Remember when people got rich from working? Yeah, me neither. Welcome to 2025, where your brokerage statement matters more than your actual paycheck – and honestly, that’s kind of terrifying.
Here’s the wild part: The Wall Street Journal just confirmed what we’ve all been suspiciously eyeing. The economy isn’t running on wages anymore. It’s running on people feeling rich because their Tesla stock went up. They call it the “wealth effect,” which sounds way fancier than “I bought a new couch because my 401k looked good this morning.”
But here’s where it gets spicy. We’ve basically created a two-tier economy that looks like the letter K – and not the fun kind you see in OK. The top part? People with assets are living their best life, buying business-class tickets and renovating kitchens because their portfolios are printing money (on paper). The bottom part? Everyone else is getting crushed by inflation while their paychecks stay flat.
The numbers are bonkers: The richest 10% of Americans now account for nearly half of all consumer spending. That’s right – one out of every ten people has the same economic power as the other nine combined. It’s like economic Hunger Games, but with more stock options.

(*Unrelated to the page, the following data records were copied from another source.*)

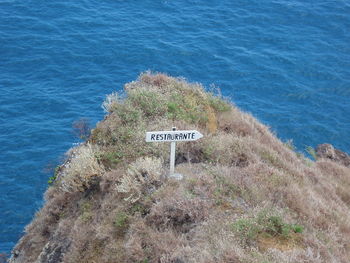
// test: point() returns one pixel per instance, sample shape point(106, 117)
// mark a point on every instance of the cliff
point(245, 196)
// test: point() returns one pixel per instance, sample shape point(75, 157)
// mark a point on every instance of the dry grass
point(245, 197)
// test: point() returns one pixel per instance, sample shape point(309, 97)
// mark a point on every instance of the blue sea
point(286, 62)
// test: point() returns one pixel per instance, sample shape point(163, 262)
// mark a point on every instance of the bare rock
point(327, 151)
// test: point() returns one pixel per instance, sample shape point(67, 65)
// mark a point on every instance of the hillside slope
point(245, 197)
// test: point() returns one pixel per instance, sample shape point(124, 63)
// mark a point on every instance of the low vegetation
point(245, 196)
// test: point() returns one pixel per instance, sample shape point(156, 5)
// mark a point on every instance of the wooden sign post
point(173, 137)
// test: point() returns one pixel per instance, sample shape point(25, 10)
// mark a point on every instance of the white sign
point(173, 136)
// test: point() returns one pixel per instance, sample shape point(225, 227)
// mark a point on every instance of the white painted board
point(173, 136)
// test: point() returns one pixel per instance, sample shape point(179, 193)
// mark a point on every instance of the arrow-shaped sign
point(173, 136)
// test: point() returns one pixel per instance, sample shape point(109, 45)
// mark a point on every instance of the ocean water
point(286, 62)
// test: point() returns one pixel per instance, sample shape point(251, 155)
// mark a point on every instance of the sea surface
point(285, 61)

The Problem With Playing Make-Believe
Here’s where this gets really fun (and by fun, I mean potentially catastrophic). We’ve created what I’m calling a “reflexive economy” – basically, we’re all betting on our own success before it actually happens.

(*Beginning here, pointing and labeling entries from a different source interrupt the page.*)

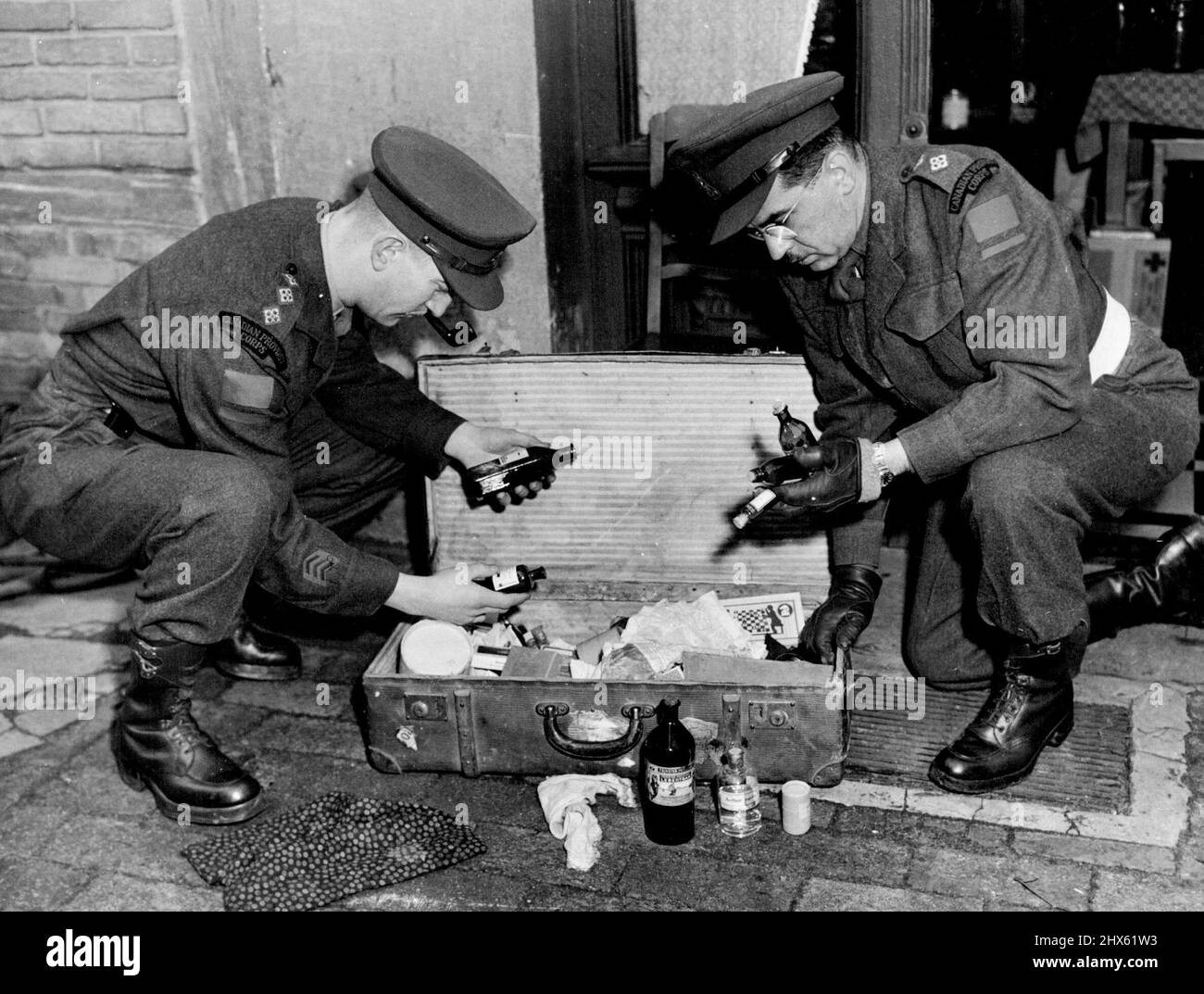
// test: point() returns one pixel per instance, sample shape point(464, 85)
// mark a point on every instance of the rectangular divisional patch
point(992, 219)
point(247, 389)
point(995, 249)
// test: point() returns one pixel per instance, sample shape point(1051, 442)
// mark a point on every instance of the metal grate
point(1088, 772)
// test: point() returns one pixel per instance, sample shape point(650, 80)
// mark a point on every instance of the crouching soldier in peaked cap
point(954, 333)
point(182, 424)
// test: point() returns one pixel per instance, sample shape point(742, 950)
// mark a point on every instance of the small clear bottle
point(738, 796)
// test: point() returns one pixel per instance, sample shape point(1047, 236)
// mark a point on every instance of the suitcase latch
point(425, 708)
point(771, 713)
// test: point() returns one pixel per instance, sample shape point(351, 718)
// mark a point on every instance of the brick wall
point(96, 165)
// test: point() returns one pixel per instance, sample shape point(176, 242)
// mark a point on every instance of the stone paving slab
point(299, 734)
point(56, 657)
point(1100, 852)
point(119, 892)
point(842, 896)
point(294, 697)
point(15, 740)
point(80, 614)
point(685, 881)
point(1127, 892)
point(460, 888)
point(37, 886)
point(144, 846)
point(1003, 878)
point(542, 858)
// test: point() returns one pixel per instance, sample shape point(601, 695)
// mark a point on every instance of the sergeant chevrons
point(259, 270)
point(947, 233)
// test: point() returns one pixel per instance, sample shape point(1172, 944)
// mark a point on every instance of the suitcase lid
point(665, 442)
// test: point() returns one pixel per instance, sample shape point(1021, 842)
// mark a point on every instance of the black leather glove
point(841, 620)
point(831, 470)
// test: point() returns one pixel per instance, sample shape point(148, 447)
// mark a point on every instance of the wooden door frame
point(594, 157)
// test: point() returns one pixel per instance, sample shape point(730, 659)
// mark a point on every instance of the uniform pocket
point(922, 313)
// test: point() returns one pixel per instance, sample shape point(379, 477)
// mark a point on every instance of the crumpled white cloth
point(566, 801)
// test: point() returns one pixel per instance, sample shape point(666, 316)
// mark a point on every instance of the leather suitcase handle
point(612, 749)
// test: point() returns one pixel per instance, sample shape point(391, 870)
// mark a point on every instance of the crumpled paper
point(566, 801)
point(703, 624)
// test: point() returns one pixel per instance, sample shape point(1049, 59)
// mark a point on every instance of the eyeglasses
point(777, 231)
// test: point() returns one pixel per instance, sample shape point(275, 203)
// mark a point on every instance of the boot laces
point(185, 725)
point(1007, 704)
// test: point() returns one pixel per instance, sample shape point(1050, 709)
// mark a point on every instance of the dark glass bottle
point(794, 434)
point(516, 580)
point(519, 468)
point(666, 778)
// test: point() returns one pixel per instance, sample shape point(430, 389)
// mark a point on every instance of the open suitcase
point(665, 442)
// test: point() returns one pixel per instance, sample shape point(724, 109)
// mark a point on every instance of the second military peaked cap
point(450, 208)
point(730, 161)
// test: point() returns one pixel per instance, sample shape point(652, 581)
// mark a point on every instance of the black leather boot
point(256, 653)
point(1031, 706)
point(1169, 589)
point(159, 746)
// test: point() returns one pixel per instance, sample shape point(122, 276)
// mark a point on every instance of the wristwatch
point(884, 472)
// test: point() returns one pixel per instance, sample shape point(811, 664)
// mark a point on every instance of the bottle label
point(738, 797)
point(504, 578)
point(670, 786)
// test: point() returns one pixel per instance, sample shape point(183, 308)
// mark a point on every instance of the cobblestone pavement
point(75, 837)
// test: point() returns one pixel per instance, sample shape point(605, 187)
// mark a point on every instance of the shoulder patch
point(995, 220)
point(939, 165)
point(247, 389)
point(995, 217)
point(259, 341)
point(968, 183)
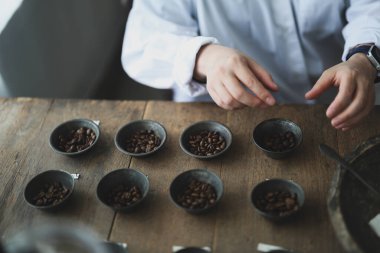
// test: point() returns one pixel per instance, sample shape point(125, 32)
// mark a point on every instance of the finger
point(323, 83)
point(248, 78)
point(222, 97)
point(359, 102)
point(343, 98)
point(263, 75)
point(237, 91)
point(357, 118)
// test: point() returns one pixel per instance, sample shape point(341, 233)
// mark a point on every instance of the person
point(258, 52)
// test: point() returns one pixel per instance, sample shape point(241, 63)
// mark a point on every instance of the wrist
point(201, 63)
point(362, 59)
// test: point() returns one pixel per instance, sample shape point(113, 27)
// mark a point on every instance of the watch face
point(376, 53)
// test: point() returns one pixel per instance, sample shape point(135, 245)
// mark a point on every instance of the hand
point(356, 95)
point(228, 73)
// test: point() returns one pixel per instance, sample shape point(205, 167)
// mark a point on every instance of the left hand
point(356, 96)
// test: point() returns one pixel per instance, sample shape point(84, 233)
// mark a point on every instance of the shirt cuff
point(184, 65)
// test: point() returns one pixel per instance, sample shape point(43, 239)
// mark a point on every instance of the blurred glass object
point(7, 9)
point(54, 239)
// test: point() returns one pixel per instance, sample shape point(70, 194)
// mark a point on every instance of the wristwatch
point(372, 53)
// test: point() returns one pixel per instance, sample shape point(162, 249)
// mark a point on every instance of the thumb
point(323, 83)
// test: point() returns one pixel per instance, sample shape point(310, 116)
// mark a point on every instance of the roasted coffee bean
point(51, 194)
point(76, 140)
point(206, 143)
point(280, 142)
point(278, 202)
point(123, 195)
point(198, 195)
point(142, 141)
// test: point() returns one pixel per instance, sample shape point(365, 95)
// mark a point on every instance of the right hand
point(227, 71)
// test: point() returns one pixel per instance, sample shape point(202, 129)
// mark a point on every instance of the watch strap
point(365, 49)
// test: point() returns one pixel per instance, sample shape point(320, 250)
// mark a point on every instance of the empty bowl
point(192, 250)
point(123, 189)
point(75, 137)
point(196, 191)
point(205, 139)
point(277, 198)
point(115, 247)
point(49, 190)
point(140, 138)
point(277, 138)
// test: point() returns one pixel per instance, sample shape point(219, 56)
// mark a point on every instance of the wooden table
point(25, 126)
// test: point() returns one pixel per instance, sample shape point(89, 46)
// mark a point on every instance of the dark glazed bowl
point(279, 185)
point(181, 182)
point(66, 127)
point(129, 177)
point(125, 132)
point(192, 250)
point(268, 128)
point(197, 128)
point(35, 185)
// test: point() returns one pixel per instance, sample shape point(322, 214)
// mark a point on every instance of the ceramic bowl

Take the AMD-OpenAI deal. Instead of OpenAI writing a $60 billion check for chips, they gave AMD stock warrants that only become valuable if AMD’s stock price goes up. So AMD’s success depends on OpenAI paying them, but OpenAI can only pay them if AMD succeeds. It’s like financial inception, and everyone’s just hoping the dream doesn’t collapse.
When the Music Stops
The scary part? This whole system works great until it doesn’t. Right now, corporate earnings are solid, so everyone’s paper wealth feels real enough to keep spending. But when earnings start to slip – and they always do eventually – here’s what happens:
Stock prices fall → Rich people feel less rich → They stop buying stuff → Companies make less money → Stock prices fall more → Repeat until someone cries.
Meanwhile, the bottom half of the K can’t come to the rescue because they’ve been shut out of this wealth party from the beginning. They’re too busy trying to afford groceries to prop up the economy.
The Bottom Line
We’re living in an economy where prosperity flows from portfolios, not paychecks. It’s working for now, but it’s also more fragile than a house of cards in a hurricane. The moment people stop feeling rich on paper, this whole thing could unwind faster than you can say “market correction.”
So yeah, enjoy the ride while it lasts. Just maybe don’t bet the farm on it continuing forever. Because when everyone’s wealth is based on everyone else feeling wealthy, well… that’s not exactly what you’d call a solid foundation.
Stay smart out there. The economy might be running on vibes, but your portfolio doesn’t have to be.